The consultancy's latest bi-annual Global Infrastructure Investment Index report, which ranks the top 41 markets for infrastructure projects, features Singapore in pole position for the third time in a row. 

The country ranked consistently high across business, risk, infrastructure quality and financial indicators. Despite a slightly lower score for economic factors, it continued to benefit from a strong overall economic environment, Arcadis said. 

The report pointed out that while most projects in Singapore have traditionally been publicly funded, the country is seeking to boost involvement from private institutional investors. 

“Work is underway in the city-state to improve understanding of infrastructure as an asset class to make it more attractive to investors, part of which includes the development of new benchmarking tools,” Arcadis said. 

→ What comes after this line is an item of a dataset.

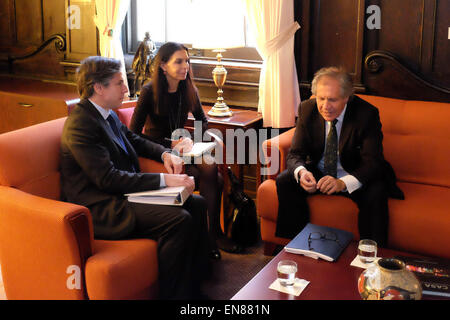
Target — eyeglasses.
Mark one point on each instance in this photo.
(331, 236)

It noted that Singapore offered a solid deal flow in the healthcare and transport sectors, with projects such as the expansion of Changi Airport through the construction of a fifth terminal. 

Currently, Singapore invests around 5 percent of its GDP on infrastructure, equivalent to $20 billion in 2015. By 2020, it aims to invest 6 percent of GDP, which would allow it to disburse $30 billion a year. 

Another noteworthy country in Asia is Malaysia, which rose in the ranking to the fifth place globally and the second place within the Asia Pacific region. The report highlighted that strong economic performance and continued long-term focus in infrastructure have made the market attractive for investment. 

In the short term, however, Arcadis noted that risks including currency depreciation and a high-profile corruption scandal had delayed some projects.

“In the region as a whole, there is clearly a lot of social and public need for new infrastructure,” said Graham Kean, head of client development at Arcadis Asia. “There are a whole host of project ideas and plans, but they are not investible or bankable enough, which is the basic problem.”

“We have already seen Asia-based investors taking positions globally as infrastructure becomes an increasingly popular asset class for private sector investors, particularly in times of increased risk and uncertainty,” he added.


On the list of the top ten most attractive countries for long-term infrastructure investment are also Qatar, the UAE, Canada, Norway, Sweden, the USA, the UK and Netherlands.